As frequently happens with me, for the last fifteen years anyway, my drinking has once again hitt "critical mass", my oul' mind started playing hide and seek, the last straw (one of them) was when I woke up the other morning and the radiator, (wuite a large radiator) was in the middle of the living room floor, how n the name of god that happened I have no idea, and pprobably never will, it is so heavy it took all my straneght to put it back against the wall, let alone try to hook it back in, in a state of drunken madness I took a tonne of my kids play dough and attempted to fill the holes with playdough, and rescrew the screws back into it, needless to say, didnt work, so I went to the doctor and after a soul destrying 15 minute chat about "what I am goinna do with my life" he put me on a month long course of anti-buse, and some librium and valium, so I still feel like I am semi dislocated from reality. the brak will do me good, I have heard terrible stories about drinking whilst on those things, so I am off it for the time being.
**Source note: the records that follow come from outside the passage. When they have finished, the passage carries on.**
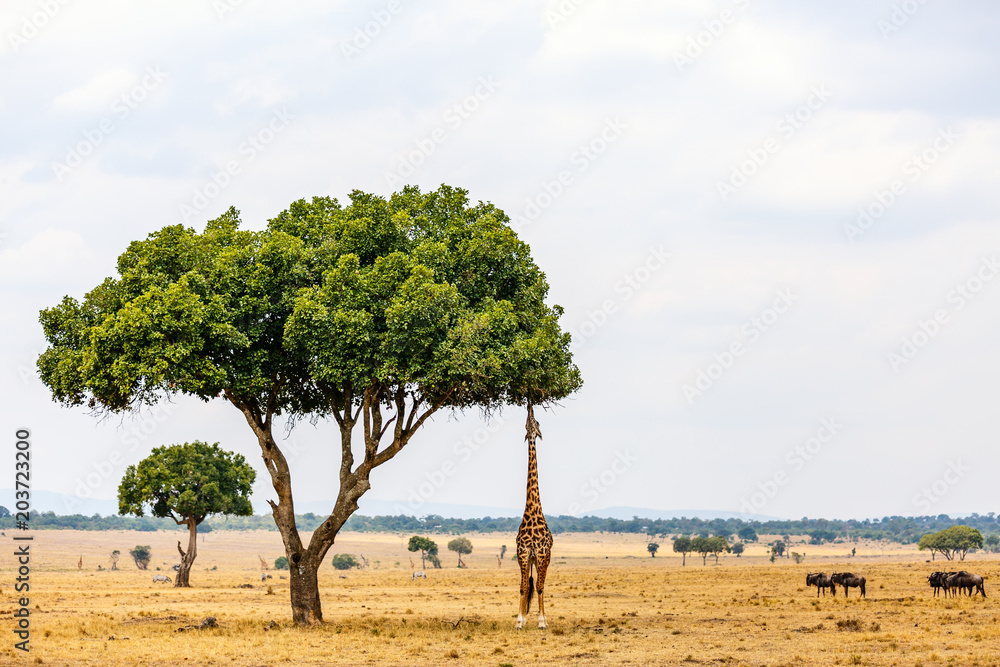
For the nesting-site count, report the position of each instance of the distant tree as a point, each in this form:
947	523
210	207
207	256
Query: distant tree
141	555
930	543
426	546
682	545
460	545
344	561
717	545
951	542
187	483
702	546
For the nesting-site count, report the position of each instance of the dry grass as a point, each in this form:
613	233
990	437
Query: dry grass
623	609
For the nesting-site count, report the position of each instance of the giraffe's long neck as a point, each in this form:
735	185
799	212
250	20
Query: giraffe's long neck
533	500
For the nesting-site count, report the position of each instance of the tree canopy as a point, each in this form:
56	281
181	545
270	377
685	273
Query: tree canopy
426	546
951	542
462	546
187	482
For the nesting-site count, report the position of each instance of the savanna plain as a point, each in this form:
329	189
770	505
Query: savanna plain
607	603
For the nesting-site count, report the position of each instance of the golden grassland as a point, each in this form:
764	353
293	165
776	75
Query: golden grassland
608	603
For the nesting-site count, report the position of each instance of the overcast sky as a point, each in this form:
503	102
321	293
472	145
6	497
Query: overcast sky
772	226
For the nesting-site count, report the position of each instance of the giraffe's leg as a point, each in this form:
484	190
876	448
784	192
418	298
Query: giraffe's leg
525	562
541	566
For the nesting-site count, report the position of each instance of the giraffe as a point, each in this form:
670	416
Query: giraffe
534	540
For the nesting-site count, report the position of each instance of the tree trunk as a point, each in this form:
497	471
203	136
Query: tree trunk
187	559
304	585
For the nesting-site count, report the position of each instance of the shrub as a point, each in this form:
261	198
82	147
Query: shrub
344	561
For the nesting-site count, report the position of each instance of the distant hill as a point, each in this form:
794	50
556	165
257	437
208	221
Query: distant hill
626	513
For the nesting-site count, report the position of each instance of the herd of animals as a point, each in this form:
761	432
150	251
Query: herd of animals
952	582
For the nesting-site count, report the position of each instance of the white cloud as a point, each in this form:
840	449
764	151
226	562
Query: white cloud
97	94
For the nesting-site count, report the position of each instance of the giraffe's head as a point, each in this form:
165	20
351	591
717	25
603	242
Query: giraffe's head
531	426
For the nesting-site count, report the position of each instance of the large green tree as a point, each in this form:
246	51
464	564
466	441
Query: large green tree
187	483
376	314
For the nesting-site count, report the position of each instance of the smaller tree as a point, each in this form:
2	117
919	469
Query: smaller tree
715	546
682	546
187	483
141	555
344	561
702	546
426	546
461	545
951	542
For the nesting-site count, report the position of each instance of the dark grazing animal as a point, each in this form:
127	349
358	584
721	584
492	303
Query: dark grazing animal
971	583
937	582
821	581
849	580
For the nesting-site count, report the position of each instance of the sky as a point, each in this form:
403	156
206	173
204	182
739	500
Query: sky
772	226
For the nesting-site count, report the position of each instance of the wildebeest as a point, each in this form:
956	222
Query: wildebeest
937	581
849	580
821	581
972	583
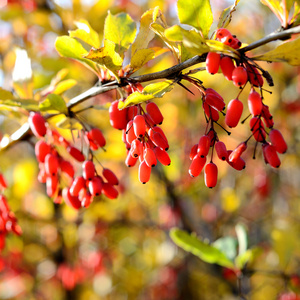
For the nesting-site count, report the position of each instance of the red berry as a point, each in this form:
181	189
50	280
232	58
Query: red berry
278	141
110	176
78	184
37	124
154	112
239	76
162	156
139	125
109	190
254	103
221	150
95	186
212	62
41	150
88	170
227	67
203	146
117	118
75	153
197	165
211	175
144	172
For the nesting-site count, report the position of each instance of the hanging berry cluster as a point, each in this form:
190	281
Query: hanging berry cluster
57	171
144	139
8	221
240	72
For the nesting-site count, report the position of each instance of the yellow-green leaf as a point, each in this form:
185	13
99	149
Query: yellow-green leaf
226	15
141	57
204	251
55	103
63	86
71	48
86	33
154	90
287	52
145	34
107	57
120	29
196	13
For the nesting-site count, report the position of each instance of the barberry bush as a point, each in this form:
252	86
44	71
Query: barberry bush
149	150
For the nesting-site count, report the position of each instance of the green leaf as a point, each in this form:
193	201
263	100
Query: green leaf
287	52
227	245
53	102
86	33
247	257
204	251
226	15
145	34
242	238
191	39
154	90
107	57
196	13
141	57
4	94
71	48
120	29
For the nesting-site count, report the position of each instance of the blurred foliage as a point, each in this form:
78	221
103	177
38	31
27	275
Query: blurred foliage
121	249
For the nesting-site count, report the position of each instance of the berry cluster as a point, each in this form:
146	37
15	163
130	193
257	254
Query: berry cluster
8	220
144	139
55	169
240	72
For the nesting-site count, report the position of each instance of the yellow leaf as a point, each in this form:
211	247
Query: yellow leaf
287	52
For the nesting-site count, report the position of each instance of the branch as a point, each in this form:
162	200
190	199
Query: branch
272	37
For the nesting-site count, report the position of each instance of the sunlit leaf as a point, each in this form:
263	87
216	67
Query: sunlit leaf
145	34
120	29
154	90
287	52
204	251
242	238
226	15
64	85
71	48
86	33
107	57
53	102
196	13
227	245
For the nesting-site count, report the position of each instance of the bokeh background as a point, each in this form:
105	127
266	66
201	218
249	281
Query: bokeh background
121	249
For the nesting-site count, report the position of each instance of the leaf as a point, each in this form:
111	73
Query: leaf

I thought it was almost poetic irony that the day I was oto start on the anti-buse was St Patricks day, and I lvie in Ireland, oh how druel fate can be, like recently my girlfriend and I were spending our first ( and probably last ) valentines day together and she quickly informed me that "it" wasn't gonna happen that day, because she had "them", I wonder what easter will have in store for me this year/ I will probably find out I am a diabetic.
Anyone else ever had to endure a dose of anti-buse? how did you fair out?
Wish you all the best my frinds :)
Anyone else ever had to endure a dose of anti-buse? how did you fair out?